Today wasn’t just a big day for Spotify – it was historic.
As MBW covered earlier, the company issued its Q3 financial results this morning in New York, revealing that global paying subscribers in the three months to end of September had grown by 4m.
Yet Spotify really didn’t make a very big deal out of the fact that – in this quarter, at least – it did something which some said would always be impossible: it turned a net profit.
It wasn’t very much money, relatively speaking (€43m). And the firm’s operating performance – a better indication of a business’s true health – showed a small, if drastically improved, loss (-€6m).
But, as you can see below, Spotify was officially in the black in Q3, albeit by the tiniest of margins: that €43m made up just 3.2% of its €1.35bn turnover in the quarter.
How did Spotify manage to turn around its fortunes so drastically versus the €563m it posted in net losses in the first half of this year?
In large part, it was thanks to Tencent Music: Spotify was the beneficiary of a €125m tax-related benefit in Q3, related to a change in the value of its investment in the Chinese company. (Spotify owns around 9% in Tencent Music Entertainment, which filed to go public in the US last month.)
The other big factor, though, was cost-cutting.
Spotify spent €135m on R&D in Q3, down 5.6% on its €143 outlay in Q2.
It also reduced sales and marketing costs by 15.6% quarter-on-quarter, down to €146m.
Plus general and administrative costs fell by more than a third (35%) to €67.
Overall, these essential costs dropped by 16.9% to €348m – saving Spotify €71m vs Q2.
Spotify’s management team, however, wasn’t particularly pleased about this.
Speaking on a call with investors, CEO Daniel Ek and CFO Barry McCarthy pointed out that the cost-cutting seen above was “largely due to shortfalls in hiring”.
McCarthy told analysts that “we weren’t able to deploy investments in R&D as rapidly as we had hoped,” while Ek said the company would now “make improvements in how we hire”.
To be clear: Spotify just posted a profit, partly because it’s not spending as much money. But, in the case of R&D especially, it really, really wants to be spending more money.
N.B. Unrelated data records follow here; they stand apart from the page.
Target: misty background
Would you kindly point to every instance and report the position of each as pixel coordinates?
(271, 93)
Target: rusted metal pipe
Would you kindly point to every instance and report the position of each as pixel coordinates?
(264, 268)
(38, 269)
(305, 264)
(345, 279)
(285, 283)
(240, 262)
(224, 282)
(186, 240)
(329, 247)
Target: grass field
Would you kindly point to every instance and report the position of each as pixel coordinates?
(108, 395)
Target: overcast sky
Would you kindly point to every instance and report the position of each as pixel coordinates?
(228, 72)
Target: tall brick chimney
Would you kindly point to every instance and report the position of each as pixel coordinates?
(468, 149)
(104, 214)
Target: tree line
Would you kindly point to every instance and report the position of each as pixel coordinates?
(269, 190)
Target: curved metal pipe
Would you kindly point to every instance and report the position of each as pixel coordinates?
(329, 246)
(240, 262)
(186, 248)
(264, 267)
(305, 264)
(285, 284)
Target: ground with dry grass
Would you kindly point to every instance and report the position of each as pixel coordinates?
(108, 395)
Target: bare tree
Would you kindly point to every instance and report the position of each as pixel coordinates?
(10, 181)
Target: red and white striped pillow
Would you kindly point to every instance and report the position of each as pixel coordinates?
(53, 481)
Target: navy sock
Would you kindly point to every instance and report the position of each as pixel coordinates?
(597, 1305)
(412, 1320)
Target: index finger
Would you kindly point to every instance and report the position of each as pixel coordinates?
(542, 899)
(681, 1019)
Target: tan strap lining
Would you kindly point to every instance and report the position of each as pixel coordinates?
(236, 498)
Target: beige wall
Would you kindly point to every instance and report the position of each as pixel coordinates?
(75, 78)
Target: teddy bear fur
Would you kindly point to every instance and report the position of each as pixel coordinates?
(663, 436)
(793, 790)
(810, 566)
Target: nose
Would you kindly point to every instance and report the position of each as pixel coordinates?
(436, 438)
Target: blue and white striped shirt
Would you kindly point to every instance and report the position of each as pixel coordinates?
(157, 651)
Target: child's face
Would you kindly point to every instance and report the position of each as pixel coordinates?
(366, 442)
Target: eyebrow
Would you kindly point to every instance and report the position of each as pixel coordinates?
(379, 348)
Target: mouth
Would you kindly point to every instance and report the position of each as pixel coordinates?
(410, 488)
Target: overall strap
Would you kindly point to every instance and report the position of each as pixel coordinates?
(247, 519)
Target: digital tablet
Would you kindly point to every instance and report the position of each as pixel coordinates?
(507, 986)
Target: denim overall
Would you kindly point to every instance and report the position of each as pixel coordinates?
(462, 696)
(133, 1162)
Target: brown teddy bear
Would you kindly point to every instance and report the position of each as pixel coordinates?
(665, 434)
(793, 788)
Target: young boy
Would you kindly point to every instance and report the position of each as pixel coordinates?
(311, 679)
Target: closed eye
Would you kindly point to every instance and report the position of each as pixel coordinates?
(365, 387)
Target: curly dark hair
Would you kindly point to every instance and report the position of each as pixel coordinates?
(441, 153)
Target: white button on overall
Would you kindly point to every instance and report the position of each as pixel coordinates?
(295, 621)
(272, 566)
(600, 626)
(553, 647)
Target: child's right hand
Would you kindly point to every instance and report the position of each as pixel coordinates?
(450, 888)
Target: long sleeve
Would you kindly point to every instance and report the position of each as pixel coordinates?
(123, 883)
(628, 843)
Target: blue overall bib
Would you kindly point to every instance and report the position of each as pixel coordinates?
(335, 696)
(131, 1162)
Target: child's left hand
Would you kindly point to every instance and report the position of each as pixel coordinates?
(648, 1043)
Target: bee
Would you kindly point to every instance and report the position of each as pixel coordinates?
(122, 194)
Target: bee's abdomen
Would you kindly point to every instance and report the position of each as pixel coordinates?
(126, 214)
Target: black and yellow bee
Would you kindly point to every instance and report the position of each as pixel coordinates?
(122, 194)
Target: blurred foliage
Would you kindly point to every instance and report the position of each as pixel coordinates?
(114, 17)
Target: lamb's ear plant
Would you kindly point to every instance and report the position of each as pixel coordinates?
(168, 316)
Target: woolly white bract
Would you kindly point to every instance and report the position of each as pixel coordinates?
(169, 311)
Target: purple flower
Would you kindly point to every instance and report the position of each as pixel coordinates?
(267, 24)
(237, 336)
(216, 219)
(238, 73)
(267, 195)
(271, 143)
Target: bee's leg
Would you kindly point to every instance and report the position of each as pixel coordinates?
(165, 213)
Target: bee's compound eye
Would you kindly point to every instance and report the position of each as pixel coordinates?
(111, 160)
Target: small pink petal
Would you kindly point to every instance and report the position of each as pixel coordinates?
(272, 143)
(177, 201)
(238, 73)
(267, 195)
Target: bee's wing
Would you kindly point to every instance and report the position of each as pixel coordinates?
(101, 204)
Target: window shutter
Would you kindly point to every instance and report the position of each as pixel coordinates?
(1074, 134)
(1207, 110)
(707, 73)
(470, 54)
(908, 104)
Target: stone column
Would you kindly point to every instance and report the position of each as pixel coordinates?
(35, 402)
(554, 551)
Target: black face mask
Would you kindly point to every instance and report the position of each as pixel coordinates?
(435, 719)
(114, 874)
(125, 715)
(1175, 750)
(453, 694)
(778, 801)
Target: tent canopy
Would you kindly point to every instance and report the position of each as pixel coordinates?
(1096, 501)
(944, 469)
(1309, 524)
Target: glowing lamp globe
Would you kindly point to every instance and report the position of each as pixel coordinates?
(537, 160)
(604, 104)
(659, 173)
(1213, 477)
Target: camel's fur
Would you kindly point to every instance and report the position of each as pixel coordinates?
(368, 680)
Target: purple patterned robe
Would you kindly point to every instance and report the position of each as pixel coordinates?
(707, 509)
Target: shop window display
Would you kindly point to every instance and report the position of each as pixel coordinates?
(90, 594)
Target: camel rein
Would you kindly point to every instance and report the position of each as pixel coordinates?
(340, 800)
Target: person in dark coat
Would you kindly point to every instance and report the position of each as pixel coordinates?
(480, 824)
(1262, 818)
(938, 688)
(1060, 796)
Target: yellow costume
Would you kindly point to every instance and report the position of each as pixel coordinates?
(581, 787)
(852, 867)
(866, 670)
On a separate call with media earlier today, Barry McCarthy explained this logic.
“There are a [few] ways to fund growth – one is marketing spending, one is geographic expansion and the third is to invest in features and functionality that drive increased engagement, lower churn and longer lifetime value,” he said.
Added McCarthy: “We plan to increase our investment in R&D in order to increase the rate of development internally to drive faster adoption of new features and functionality, which we think will, over time, accelerate growth, increase engagement, increase customer satisfaction and decrease churn.
“Increased customer [satisfaction] will drive increased word of mouth, which drives lower subscriber acquisition costs – [a] virtuous cycle.”
Basically, Spotify wants to spend more money creating cool stuff that its users love, becase then they’ll be more likely to tell all their friends about the service.
That, in a nutshell, is pretty much the game plan.